Of course, snake oil isn't all bad. The Dove lotions largely contain glycerin, an old-fashioned moisturizer that your grandmother might have used. And studies show that women see improvement from fake creams with no active ingredients -- a visual placebo. Considering today's pressure to be beautiful, women may need that.

But according to 27 years of medical literature recently reviewed in The Journal of Cosmetic and Laser Therapy, scientific proof that creams make a real, lasting difference does not exist. ''There is no evidence to show that any topical medications improve cellulite,'' says Dr. Mathew Avram, the study's author and a Harvard Medical School faculty member.

Yet marketers and even some doctors promote the idea that lumpy flesh is a shameful but treatable condition caused by aging and obesity. That is, if you call puberty ''aging,'' because that's when skin dimpling first appears, likely connected to the release of female hormones. (For that reason, oral contraceptives may worsen skin puckering, and males who lose testosterone after prostate surgery may develop it.)

Cellulite is a concocted idea imported from France. Hardly a disease or condition, it is how fat is arranged inside the female body, especially on thighs, hips and rear. And it affects some 90 percent of adult women. To change it, says Dr. Avram, you'd have to rejigger underlying body architecture, which is why exercising and losing weight helps some. But only some. ''What you have here is normal female physiology,'' he says. ''Skinny women have it too.''

While laws in the United States allow companies to hedge product claims with phrases like ''appearance of'' or ''look of,'' that doesn't fly in Britain. This spring, the British advertising industry's self-financed watchdog ruled that Estee Lauder's advertising for Body Performance Anti-Cellulite Visible Contouring Serum misled consumers. The beauty company's research, the agency found, failed to prove that its ''thermogenic complex'' actually ''melts away the fatty look of cellulite,'' reducing ''the appearance of cellulite.''

Why didn't the British accept the ''appearance of'' trick in a ruling affecting the whole industry? ''We believe,'' says Matthew Wilson, of the British Advertising Standards Authority ''the consumer might be confused.''

Oh.

Though Estee Lauder executives insist their research is valid, the company pulled the advertisement, sparking bad publicity and debate in Britain over truth in advertising. Yet the scandal received little or no coverage in the United States, though Estee Lauder has run nearly identical advertisements here (in this paper, among others), sells the cream here and continues to make even stronger claims about the product's virtues on its Web site.

Instead, this summer the American media ran dozens of articles and broadcasts debating the ''look of'' and ''appearance of'' the images in Dove's campaign.
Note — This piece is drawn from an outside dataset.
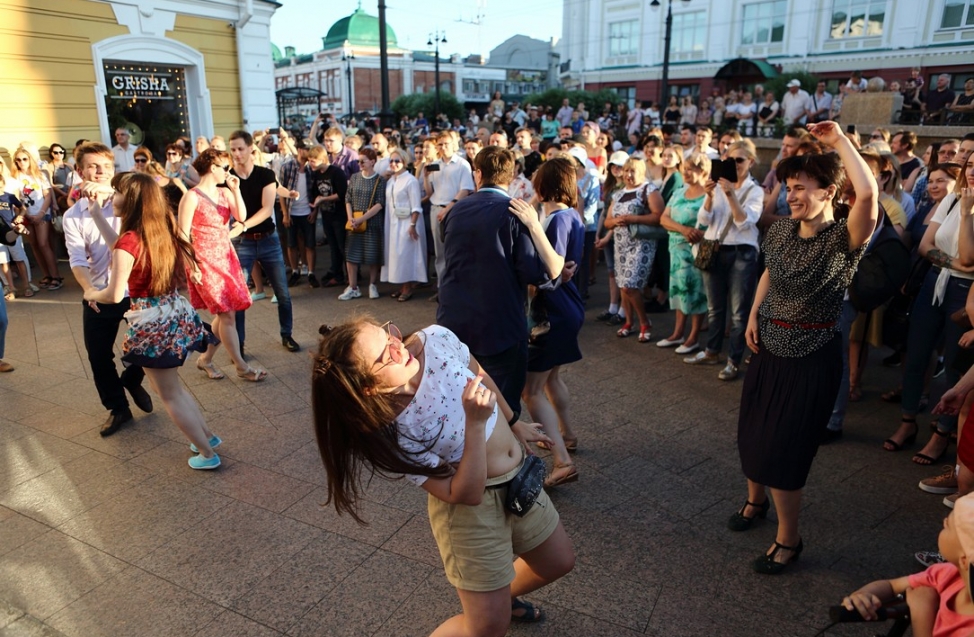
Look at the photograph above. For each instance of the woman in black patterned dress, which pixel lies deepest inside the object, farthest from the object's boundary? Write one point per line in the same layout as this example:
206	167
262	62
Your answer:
794	376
Journalists, at least, should go beyond ''appearances of,'' even if the embattled, overburdened Food and Drug Administration and the Federal Trade Commission can investigate only the most egregious, dangerous frauds.

On the bright side, at least Dove's firming lotions are cheap, averaging about $8 a bottle compared with $50 a bottle for Estee Lauder's cream. It's nice when snake oil is reasonably priced. But if Dove truly wants to ''help women feel that beauty is within their reach,'' as its campaign claims, the company should stick to soap, moisturizer and the truth: Any woman worried about dimpled flesh while vamping on a giant billboard in white bra and panties would benefit far more from a little chiffon wrap than bogus lotions.

August 15, 2005 Monday

Jessica Seigel teaches journalism at New York University and comments on culture for National Public Radio.